Celui qui, de son union mal assortie avec la reine Hortense, donnera le jour au souverain du Second Empire, a traversé l’épopée du Premier Empire et les années consécutives à sa chute en personnage d’arrière-plan, balloté par des événements sur lesquels il n’est jamais parvenu à imposer sa marque. Au-delà du récit passionnant de cette existence en somme assez pathétique, le livre restitue – et c’est ce par quoi il dépasse de très haut la simple visée anecdotique – le contexte géopolitique dans lequel l’incroyable saga familiale, sous la férule de Napoléon, se cristallise.

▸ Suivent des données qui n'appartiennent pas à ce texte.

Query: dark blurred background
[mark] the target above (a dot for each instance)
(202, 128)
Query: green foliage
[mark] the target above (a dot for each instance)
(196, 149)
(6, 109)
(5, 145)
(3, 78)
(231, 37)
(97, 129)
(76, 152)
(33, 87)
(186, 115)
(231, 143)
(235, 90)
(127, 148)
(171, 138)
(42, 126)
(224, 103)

François de Coustin le souligne, les enfants Buonaparte sont nés de parents très jeunes : en 1764, date de leur mariage, Charles a dix-huit ans, Letizia quatorze ! L’ascendant porté par le génie de Napoléon sur ses frères et sœurs se manifeste très tôt. Car Charles meurt en 1785. Et Marbeuf, l’ancien amant de Letizia, qui est aussi le parrain de Louis, décède à son tour en 1786. Parti faire ses études sur le continent, Napoléon, dès 1791, « dans un pays en pleins troubles révolutionnaires » prend en charge l’éducation de son cadet alors âgé de douze ans-et-demi, l’emmenant avec lui, supervisant ses fréquentations, intriguant pour pousser ses études, et bientôt sa carrière d’officier. Propulsé à la tête de l’armée d’Italie, le général Bonaparte en fait son aide de camp. Mais « les infirmités physiques de Louis commencent à se manifester » de bonne heure. « Personne ne pense aux conséquences d’une chute de cheval oubliée de tous ». C’est pourtant là, semble-t-il, l’origine de sa santé défaillante ; elle ne cessera de se délabrer au fil des années. Louis usera et abusera des cures pour tenter, en vain, d’éradiquer la paralysie qui envahit son corps. En proie à des affections rhumatismales et autres douleurs articulaires toujours plus incommodantes, Louis se verra privé progressivement de l’usage de sa main jusqu’à ne plus pouvoir écrire, puis seront atteints ses membres inférieurs. « Ce malade qui se voyait en danger de mort en permanence » sera pourtant, avec son cadet Jérôme, le dernier survivant des Bonaparte de sa génération (Elisa meurt en 1820, Pauline en 1825, Madame mère en 1836, Caroline en 1839, Lucien en 1840, Joseph en 1844). Dès 1839, Louis, grabataire, « se servait difficilement de ses bras et ne marchait […] que soutenu sous chaque bras par un domestique ». On lui suppute aujourd’hui une sclérose en plaques. Sous le nom de comte de Saint-Leu, âgé de 67 ans, Louis Bonaparte rend son dernier soupir le 25 mai 1846. En 1837, la reine Hortense l’avait précédé dans l’au-delà.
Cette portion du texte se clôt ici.